Crédit photo : Rénald Laurin

Qu’il faisait bon rire et oublier un peu le monde1; en cette dernière représentation de Clap au Théâtre Les Gros Becs. Présentée en première (mondiale!) au théâtre de la rue St-Jean, Clap est la plus récente création du Centre de recherche en art clownesque (CRAC), qui nous avait offert auparavant le délirant CLIP!. La pièce met en scène une jeune femme sans-abri, résiliente dans un environnement hostile et dur, mais qui lui offre plusieurs possibilités. On assiste ainsi à une journée de son quotidien, du réveil à la tombée de la nuit.

Mis en scène et co-scénarisé par Yves Dagenais, Clap met en valeur tout le talent de la clowne Mélanie Raymond, qui a fait ses armes en théâtre de rue et chez DynamO Théâtre comme acrobate. Elle use d’ailleurs de toutes ses aptitudes physiques pour créer un personnage haut en couleur et développer une grande complicité avec le (jeune) public.

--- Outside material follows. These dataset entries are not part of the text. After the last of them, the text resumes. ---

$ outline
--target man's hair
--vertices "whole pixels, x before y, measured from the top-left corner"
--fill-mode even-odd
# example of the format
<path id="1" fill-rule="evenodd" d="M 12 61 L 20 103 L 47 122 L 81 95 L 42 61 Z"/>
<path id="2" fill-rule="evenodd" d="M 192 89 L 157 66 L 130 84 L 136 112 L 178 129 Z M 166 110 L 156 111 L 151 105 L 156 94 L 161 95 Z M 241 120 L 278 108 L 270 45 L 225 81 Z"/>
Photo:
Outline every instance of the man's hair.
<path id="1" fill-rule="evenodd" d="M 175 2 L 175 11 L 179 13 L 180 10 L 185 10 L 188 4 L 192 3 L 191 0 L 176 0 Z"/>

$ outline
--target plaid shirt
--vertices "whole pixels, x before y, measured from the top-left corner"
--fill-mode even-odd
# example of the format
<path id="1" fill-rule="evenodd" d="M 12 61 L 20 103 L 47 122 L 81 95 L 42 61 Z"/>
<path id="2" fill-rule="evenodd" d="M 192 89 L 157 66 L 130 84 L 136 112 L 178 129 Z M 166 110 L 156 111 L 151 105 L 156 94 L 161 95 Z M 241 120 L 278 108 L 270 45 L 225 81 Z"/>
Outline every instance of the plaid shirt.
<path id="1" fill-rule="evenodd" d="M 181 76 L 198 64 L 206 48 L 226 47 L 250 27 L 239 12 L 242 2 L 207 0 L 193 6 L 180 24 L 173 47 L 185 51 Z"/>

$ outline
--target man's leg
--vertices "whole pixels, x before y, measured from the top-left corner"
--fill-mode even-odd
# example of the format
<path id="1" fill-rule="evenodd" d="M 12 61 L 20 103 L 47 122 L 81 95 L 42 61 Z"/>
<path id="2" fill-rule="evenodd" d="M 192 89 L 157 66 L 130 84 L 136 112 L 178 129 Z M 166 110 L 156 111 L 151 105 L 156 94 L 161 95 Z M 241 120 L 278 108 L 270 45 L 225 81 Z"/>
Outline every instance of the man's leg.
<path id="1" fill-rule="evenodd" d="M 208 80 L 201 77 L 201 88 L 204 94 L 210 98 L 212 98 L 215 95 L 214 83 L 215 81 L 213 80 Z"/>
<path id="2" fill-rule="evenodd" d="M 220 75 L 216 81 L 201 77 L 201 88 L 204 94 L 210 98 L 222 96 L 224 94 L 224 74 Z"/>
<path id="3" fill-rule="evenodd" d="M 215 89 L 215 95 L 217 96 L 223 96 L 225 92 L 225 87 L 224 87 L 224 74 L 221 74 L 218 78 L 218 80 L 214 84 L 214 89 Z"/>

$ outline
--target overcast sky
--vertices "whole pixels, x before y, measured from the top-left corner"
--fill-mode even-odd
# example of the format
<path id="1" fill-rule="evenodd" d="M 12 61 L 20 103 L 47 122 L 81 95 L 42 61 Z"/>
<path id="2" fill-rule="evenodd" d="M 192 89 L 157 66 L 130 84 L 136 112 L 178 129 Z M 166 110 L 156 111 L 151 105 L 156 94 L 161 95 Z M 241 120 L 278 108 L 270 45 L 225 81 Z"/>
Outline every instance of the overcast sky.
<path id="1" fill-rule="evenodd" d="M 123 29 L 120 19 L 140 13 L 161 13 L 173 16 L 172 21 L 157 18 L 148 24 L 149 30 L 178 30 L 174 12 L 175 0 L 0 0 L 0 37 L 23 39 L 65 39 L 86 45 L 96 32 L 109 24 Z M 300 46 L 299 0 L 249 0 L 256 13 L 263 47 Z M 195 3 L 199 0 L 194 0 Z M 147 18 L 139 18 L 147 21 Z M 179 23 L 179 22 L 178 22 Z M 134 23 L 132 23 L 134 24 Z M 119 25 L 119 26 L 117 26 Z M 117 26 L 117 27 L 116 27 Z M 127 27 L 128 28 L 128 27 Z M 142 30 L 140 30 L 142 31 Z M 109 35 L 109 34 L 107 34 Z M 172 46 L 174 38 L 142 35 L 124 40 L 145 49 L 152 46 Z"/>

Du moment de s’extirper de son sac de couchage à celui de se nourrir, se laver ou mendier, tout est prétexte au rire. Dans ce qu’on devine un fond de ruelle, entre deux amas de poubelles et de bacs de recyclage, la jeune femme a construit son petit monde, avec un matelas, un réchaud et ses vêtements, sans oublier la vermine, des colocataires de fortune qui lui gâche souvent la vie, courant de bord à l’autre et lui volant ses choses. Avec beaucoup d’humour et d’adresse, Mélanie Raymond se déplace comme elle peut, empêtrée dans son sac, remettant ou enlevant toujours sa veste, fouillant au travers les poubelles et le papier journal. Elle fait éclater de rire le jeune public chaque fois qu’elle bouge, qu’elle tente quelque chose ou qu’elle réagit, souvent de manière drôlement excessive. Si les adultes rigolent ici et là, les petits spectateurs réagissent fortement aux nombreuses pirouettes ou petites gaffes de la sans-abri.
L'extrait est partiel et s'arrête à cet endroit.